Minispiele und Planeten

Auch hier hat sich einiges gegenüber dem Vorgänger getan: Während die Minispiele in Teil eins sich teils durch den Einsatz verwerteter Gegenstände überspringen ließen muss man sich in Mass Effect 2 damit auseinandersetzen. Zwar sind es andere Einlagen, als in Teil eins, aber sie sind nicht abwechslungsreicher oder herausfordernder. Zum einen gibt es eine Memory-Variante zum Überbrücken von Platinen in Tür- und Behälterschlössern, zum anderen gibt es ein einfaches Zuordnungsspiel, in der man aus herunterscrollenden – und auch leider unleserlichen – Textpassagen an Hand von Schriftbild, -farbe und Absatzanordnung die richtigen in der richtigen Reihenfolge wählen muss.
Zu den Planeten sei zu sagen: Man kann sie nicht mehr wie im Vorgänger frei befahren, denn ein Fahrzeug wie den Mako gibt es nicht. Nur in einem DLC gibt es ein Hovercraft-Panzerfahrzeug, welches aber nur in dafür vorgesehenen – und zahlenmäßig geringen – Missionen nutzbar ist. Ansonsten sind die Planeten nur durch die vorgesehenen Missionsareale gestaltet. Es gibt aber nachwievor Nebenmissionen, mit denen sich Geld verdienen und das eine oder andere Forschungsupgrade finden lässt, teils in mehrstufigen Aufträgen wie das Ausschalten einer Söldnerorganisation oder das Beschaffen von Forschungsdaten, die über mehrere Systeme verteilt sind. Nicht so spannend wie die Hauptmissionen, aber deutlich besser und hochwertiger wie die langweiligen Aufgaben des Vorgängers auf öden und vegetationsarmen Planeten, die absolut steril und generisch wirkten.
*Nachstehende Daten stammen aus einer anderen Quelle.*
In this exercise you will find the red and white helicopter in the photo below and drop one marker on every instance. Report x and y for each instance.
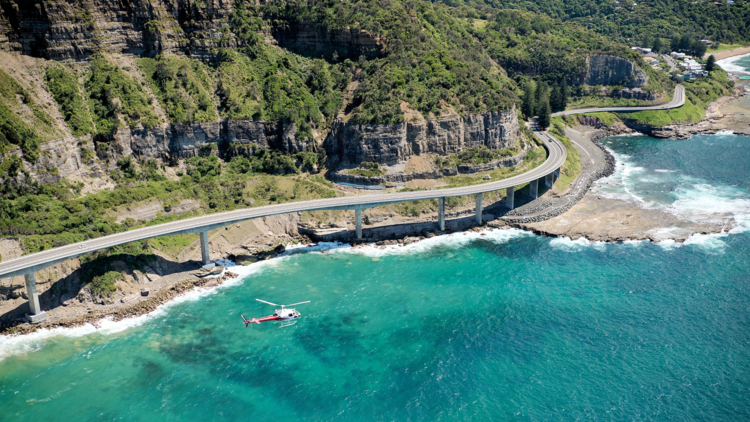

Anstatt Ressourcen wie im Vorgänger per Herumfahren auf dem Planeten zu entdecken und zu verkaufen gibt es nun ein Minispiel, das bei der Spielerschaft mehrheitlich unbeliebt ist: Das Planetenscannen. Dabei tastet man einzelne Planeten auf dem Bildschirm mit einer Art Fadenkreuz ab und hat einen akustischen und optischen Spektographen, der auf vier verschiedene Elemente anschlägt. Wenn der Ausschlag hoch genug ist kann man eine Sonde zum Einsammeln der betreffenden Elemente losschicken. Das kann recht langweilig und mühselig sein, wenn man nicht gezielt für einzelne Forschungsprojekte abbaut. Denn genau für die Upgrades braucht man diese Ressourcen, jedes Upgrade benötigt eine bestimmte Menge eines Elements. Da die Sonden aber Geld kosten und man manche Forschungsdaten auf Planeten gegen teures Geld kaufen muss, sollte man nicht maßlos drauflos sondieren, sondern je Element nur ein bestimmtes Grundkontingent an Bord der Normandy haben. Sonst hat man vielleicht deutlich mehr Ressourcen, als man eigentlich benötigt. Grade beim ersten Durchgang ist die Gefahr dafür groß. Ansonsten läuft das Erkunden der Sonnensysteme fast genau wie im Vorgänger auf der Galaxis-Karte ab. Nur dass man das Schiff jetzt als Miniatur auf der Karte per Maus steuert und für das Reisen zwischen Systemen Treibstoff benötigt, der auch teures Geld kostet.

Grafik und Sound

Zunächst zur Grafik: Auch wenn nicht alle Texturen hochauflösend sind, was besonders in den Cutscenes mit den Nahaufnahmen zu Tage tritt, die Gesichter sind wieder nahe am Fotorealismus und hauchen den Charakteren sehr viel Leben ein, ebenso die Mimik und Gestik bei den Gesprächen. Vor allem die Augen sind sehr ausdrucksstark! Im Vergleich zum Vorgänger ist die grafische Qualität deutlich gestiegen, die Farbwahl ist atmosphärischer, die Gestaltung der Schauplätze ist deutlich individueller, detailreicher und aufwändiger, Licht spielt eine größere Rolle und insgesamt wirkt das Spiel realistischer und dreckiger, als der Vorgänger mit seinem Plastiklook. Den gibt es zwar nach wie vor an „sauberen“ Orten wie der Citadel-Station oder dem Stadt-Planeten Illium. Aber es gibt auch Orte, an denen die Vegetation über die Technologie siegt oder sie sich zumindest einen fortwährenden Kampf liefern. Verwitterte Gebäude und Ausrüstungsgegenstände bekommt man nun häufig zu sehen, was erneut das Spiel deutlich glaubwürdiger macht. Dabei ist die Performance aber durchweg konstant und der Hardwarehunger ist sehr moderat für die gelieferte Qualität. Für den dritten Teil muss BioWare aber vor allem an der Qualität der Texturen arbeiten, denn ein fein texturiertes Gesicht eines Charakters, der eine grobtexturierte Kleidung trägt, sind einfach nicht mehr zeitgemäß. Aktuelle Hardware ist schon lange zu weit mehr fähig, das beweist eigentlich auch das vom Engine-Entwickler Epic-Games eigen entwickelte Unreal Tournament 3, das auch heute noch unglaublich hübsch texturierte Maps und Charaktere zeigt. Die Technik kann das also durchaus leisten.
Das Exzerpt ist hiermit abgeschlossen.